Macroeconomics, Oil, Options

This week was supposed to be all about the Fed meeting. The September FOMC meeting is the first since July, and quite a bit is riding on what the Fed decides to do with interest rates. It’s one of the most critical FOMC meetings we’ve seen in years.

However, the Fed’s thunder was stolen by an unexpected asset, oil. The drone strike on Saudi oil facilities this weekend has grabbed headlines as the price of crude oil spiked as soon as the futures markets opened (after the attack).

First, some background: A group, possibly backed by Iran, attacked an oil production facility in Saudi Arabia using drones. The ensuing fires shut down half of Saudi’s oil production output or roughly 5% of global oil production. The result was about a 15% one-day jump in crude oil prices.

However, Saudi Arabia recently announced that full production would resume by the end of the month. Oil futures are already down about 7% as of this writing. Currently, crude oil is trading at about $58 per barrel.

So, is this disruption going to result in any lingering effects on the market? Is there more concern in store for oil? Or, will the investment crowd quickly forget about this situation and move on to interest rates and the Fed decision?

While traders will undoubtedly be laser-focused on what the Fed says and does, there still may be plenty of action ahead in the oil markets. There’s certainly been a substantial amount of activity in United States Oil Fund (USO).

USO is the most popular ETF for directly trading oil prices. It is based on oil futures rather than oil companies. On the day of the Saudi production restart announcement, USO traded almost 100 million shares (90-day average 30 million) and nearly 400,000 options (90-day average 115,000).

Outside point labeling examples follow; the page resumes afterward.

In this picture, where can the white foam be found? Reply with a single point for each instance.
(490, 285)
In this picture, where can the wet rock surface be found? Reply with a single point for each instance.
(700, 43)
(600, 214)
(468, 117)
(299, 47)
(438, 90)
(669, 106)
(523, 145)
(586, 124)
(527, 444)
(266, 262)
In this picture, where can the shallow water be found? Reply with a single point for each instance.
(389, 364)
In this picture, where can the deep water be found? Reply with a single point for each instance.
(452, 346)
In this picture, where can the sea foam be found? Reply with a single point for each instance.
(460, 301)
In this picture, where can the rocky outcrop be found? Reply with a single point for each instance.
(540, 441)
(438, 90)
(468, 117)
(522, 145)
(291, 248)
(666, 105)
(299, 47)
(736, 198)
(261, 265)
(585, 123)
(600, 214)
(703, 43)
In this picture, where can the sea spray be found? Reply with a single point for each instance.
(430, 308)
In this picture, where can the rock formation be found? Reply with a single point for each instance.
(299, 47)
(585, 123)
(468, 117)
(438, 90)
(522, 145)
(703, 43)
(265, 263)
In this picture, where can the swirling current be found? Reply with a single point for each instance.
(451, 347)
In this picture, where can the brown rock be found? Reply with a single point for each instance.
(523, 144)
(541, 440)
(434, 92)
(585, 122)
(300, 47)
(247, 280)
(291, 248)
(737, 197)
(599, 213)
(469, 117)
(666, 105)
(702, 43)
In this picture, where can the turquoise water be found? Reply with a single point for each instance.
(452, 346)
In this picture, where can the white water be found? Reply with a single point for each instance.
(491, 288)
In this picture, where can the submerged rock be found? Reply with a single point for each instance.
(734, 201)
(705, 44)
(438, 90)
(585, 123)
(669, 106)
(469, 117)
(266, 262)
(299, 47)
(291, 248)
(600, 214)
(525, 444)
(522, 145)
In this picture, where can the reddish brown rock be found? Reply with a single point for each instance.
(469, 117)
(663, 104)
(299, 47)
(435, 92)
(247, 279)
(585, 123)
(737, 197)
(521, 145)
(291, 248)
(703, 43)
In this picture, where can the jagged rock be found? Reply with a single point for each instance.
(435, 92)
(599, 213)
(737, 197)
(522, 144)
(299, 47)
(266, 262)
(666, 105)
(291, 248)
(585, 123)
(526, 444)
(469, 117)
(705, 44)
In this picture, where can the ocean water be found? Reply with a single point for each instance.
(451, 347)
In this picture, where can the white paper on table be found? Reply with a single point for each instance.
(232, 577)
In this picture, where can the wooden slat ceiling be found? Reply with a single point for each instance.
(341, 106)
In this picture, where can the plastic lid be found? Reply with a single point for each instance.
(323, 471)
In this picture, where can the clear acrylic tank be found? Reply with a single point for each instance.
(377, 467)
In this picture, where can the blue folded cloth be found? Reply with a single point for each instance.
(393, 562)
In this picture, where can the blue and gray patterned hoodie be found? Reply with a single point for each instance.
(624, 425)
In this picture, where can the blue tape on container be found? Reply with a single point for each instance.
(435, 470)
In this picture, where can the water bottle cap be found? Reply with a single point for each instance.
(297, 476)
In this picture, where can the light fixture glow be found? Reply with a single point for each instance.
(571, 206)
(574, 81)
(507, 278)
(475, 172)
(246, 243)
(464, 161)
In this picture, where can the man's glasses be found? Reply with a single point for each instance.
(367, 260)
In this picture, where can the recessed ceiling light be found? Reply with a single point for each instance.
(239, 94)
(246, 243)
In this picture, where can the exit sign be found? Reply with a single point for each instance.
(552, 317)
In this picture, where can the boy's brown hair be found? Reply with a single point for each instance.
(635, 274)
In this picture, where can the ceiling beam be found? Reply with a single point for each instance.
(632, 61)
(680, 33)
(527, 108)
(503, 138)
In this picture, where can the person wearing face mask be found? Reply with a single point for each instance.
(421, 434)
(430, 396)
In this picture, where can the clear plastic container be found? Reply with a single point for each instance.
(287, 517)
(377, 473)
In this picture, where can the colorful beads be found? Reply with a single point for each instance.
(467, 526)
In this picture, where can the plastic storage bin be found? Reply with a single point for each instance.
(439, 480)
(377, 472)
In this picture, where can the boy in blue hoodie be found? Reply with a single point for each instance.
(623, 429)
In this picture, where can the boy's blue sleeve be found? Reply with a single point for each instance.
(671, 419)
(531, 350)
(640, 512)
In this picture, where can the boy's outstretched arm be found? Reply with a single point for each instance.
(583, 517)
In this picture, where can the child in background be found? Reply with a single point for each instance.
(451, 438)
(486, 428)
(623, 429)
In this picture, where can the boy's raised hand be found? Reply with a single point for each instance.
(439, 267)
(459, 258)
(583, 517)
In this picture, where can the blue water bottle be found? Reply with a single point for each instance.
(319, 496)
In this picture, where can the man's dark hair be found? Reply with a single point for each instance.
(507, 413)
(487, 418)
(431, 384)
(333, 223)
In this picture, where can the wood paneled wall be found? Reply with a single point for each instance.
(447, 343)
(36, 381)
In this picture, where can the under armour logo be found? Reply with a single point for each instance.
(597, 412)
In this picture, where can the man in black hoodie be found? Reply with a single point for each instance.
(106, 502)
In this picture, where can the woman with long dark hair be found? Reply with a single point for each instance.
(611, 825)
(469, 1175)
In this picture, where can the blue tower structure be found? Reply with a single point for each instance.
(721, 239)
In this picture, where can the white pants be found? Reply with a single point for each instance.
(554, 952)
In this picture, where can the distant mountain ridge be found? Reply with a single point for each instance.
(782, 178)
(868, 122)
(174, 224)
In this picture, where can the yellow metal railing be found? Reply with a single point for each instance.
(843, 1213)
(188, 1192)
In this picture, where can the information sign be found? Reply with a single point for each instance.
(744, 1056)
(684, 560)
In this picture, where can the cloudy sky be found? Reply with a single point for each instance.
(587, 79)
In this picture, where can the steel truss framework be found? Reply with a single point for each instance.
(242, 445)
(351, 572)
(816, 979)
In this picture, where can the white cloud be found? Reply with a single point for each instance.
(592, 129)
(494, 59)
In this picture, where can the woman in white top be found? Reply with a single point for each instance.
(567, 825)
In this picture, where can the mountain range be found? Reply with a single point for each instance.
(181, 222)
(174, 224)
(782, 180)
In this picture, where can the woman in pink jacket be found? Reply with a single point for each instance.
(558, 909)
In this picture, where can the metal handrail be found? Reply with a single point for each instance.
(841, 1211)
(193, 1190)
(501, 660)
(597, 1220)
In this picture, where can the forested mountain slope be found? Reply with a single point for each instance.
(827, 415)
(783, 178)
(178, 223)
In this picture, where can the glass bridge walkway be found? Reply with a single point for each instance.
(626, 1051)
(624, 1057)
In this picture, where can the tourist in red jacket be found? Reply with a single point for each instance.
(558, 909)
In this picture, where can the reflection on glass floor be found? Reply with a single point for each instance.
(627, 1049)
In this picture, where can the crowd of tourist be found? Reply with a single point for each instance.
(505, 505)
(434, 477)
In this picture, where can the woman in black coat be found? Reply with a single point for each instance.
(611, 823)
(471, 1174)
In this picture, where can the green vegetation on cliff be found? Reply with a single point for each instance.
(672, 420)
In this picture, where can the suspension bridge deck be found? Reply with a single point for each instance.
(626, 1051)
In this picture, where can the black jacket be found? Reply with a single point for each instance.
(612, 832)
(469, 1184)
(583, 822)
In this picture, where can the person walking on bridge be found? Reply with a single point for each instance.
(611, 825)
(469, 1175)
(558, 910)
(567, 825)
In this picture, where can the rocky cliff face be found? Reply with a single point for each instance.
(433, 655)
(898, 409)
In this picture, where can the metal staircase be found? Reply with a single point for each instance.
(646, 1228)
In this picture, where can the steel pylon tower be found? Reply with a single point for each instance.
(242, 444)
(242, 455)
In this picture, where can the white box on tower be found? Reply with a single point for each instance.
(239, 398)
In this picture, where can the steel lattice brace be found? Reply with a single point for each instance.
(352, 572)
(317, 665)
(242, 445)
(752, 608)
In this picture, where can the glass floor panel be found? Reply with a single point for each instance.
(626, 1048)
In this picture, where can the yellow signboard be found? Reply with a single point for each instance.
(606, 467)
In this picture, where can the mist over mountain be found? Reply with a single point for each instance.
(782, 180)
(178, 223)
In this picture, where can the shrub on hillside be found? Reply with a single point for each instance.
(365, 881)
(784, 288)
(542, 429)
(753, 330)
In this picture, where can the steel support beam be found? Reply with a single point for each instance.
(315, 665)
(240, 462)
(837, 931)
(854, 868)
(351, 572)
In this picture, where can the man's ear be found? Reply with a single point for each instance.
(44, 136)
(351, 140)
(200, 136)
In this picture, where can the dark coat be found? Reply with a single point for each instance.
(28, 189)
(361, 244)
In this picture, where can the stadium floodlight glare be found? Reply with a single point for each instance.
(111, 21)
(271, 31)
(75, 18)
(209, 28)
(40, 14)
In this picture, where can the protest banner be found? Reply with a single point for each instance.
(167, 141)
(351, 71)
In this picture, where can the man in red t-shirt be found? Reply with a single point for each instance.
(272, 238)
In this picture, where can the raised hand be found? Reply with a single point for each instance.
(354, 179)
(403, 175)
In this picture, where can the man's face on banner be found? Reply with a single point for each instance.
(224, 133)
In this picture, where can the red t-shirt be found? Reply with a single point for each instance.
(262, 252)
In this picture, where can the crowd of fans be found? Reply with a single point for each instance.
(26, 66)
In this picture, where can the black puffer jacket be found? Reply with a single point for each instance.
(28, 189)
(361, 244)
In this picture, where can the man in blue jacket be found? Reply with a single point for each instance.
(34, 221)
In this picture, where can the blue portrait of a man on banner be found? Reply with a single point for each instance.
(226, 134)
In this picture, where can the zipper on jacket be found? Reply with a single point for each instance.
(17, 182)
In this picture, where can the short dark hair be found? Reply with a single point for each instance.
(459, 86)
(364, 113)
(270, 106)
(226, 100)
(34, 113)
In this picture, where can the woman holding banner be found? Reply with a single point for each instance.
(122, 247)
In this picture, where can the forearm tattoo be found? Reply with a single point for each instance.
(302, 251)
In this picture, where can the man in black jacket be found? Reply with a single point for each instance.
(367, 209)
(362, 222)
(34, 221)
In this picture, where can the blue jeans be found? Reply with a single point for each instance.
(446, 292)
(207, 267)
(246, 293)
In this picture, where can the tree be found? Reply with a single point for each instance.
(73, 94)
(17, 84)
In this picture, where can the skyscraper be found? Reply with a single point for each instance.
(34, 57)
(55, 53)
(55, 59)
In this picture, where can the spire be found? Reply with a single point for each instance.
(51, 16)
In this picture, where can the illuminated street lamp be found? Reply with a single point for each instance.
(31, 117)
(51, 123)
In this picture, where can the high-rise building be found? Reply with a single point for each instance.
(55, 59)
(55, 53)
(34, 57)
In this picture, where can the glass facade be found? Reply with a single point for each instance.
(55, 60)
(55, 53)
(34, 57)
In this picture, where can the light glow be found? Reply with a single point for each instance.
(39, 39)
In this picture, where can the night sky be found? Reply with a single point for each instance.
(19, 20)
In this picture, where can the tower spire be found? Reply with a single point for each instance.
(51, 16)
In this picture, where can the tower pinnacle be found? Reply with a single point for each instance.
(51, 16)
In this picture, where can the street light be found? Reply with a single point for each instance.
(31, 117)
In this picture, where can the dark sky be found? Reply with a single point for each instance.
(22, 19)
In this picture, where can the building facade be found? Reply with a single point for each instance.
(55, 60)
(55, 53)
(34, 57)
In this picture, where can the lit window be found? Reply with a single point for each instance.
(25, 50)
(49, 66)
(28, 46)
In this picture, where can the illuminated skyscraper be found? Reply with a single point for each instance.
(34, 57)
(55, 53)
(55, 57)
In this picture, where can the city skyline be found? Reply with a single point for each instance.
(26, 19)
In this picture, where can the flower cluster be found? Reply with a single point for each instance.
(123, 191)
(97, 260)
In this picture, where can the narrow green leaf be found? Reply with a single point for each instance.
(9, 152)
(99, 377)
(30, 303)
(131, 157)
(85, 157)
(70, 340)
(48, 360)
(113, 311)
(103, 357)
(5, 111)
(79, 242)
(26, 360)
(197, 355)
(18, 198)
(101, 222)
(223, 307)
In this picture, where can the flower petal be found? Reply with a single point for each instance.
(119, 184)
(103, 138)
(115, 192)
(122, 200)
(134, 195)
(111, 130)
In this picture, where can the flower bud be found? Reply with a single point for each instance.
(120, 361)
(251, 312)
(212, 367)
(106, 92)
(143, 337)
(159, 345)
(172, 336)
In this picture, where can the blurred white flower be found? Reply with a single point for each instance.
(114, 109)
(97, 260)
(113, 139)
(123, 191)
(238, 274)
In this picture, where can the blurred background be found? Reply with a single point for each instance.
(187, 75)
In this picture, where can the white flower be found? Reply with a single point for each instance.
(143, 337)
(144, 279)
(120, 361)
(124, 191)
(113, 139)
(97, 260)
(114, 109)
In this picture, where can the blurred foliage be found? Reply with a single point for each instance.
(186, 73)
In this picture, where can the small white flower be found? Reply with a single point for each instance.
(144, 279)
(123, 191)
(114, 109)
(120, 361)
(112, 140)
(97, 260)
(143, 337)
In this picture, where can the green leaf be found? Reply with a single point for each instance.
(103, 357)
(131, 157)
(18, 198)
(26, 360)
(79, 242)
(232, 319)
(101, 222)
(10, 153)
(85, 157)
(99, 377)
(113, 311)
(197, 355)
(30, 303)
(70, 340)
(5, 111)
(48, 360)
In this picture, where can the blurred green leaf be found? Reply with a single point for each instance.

Looking at the options action shows mixed results. Indeed, the production shutdown was bullish for oil, while the production restart is bearish. But what’s next for USO?

Well, there’s at least one very large trader who is bullish on USO (and oil prices in general). This trader bought a massive amount of covered calls on USO which expire in October.

More specifically, the trader/fund bought 1 million shares of USO for $12.30 while simultaneously selling 10,000 October 18th 15 calls for 7 cents. Why sell a call for 7 cents? Well, that does work out to about a half percent yield for a month, or 6% annualized.

Considering that USO doesn’t pay a dividend, why not make some extra cash while holding the shares? Another possible reason is that USO charges a 0.45% expense ratio (a normal amount for this type of product) and that half percent yield basically covers the cost for buying all those shares.

Meanwhile, the trade doesn’t cap out USO stock appreciation until $15. That amounts to over 20% upside potential in the stock at max gain ($15 or above). As such, this is clearly a bullish trade. The buyer is leaving plenty of upside potential open while just receiving enough yield to amount to a small dividend (or to cover the expenses).

If you’re bullish on oil and want to do a similar trade in USO, you could also increase the trade’s yield by selling a call closer to the stock price. For example, the October 18th 14 call trades for 14 cents, or double the price of the 15 call. That works out to a full percent yield over a month and still allows for over $1.50 worth of upside in the stock.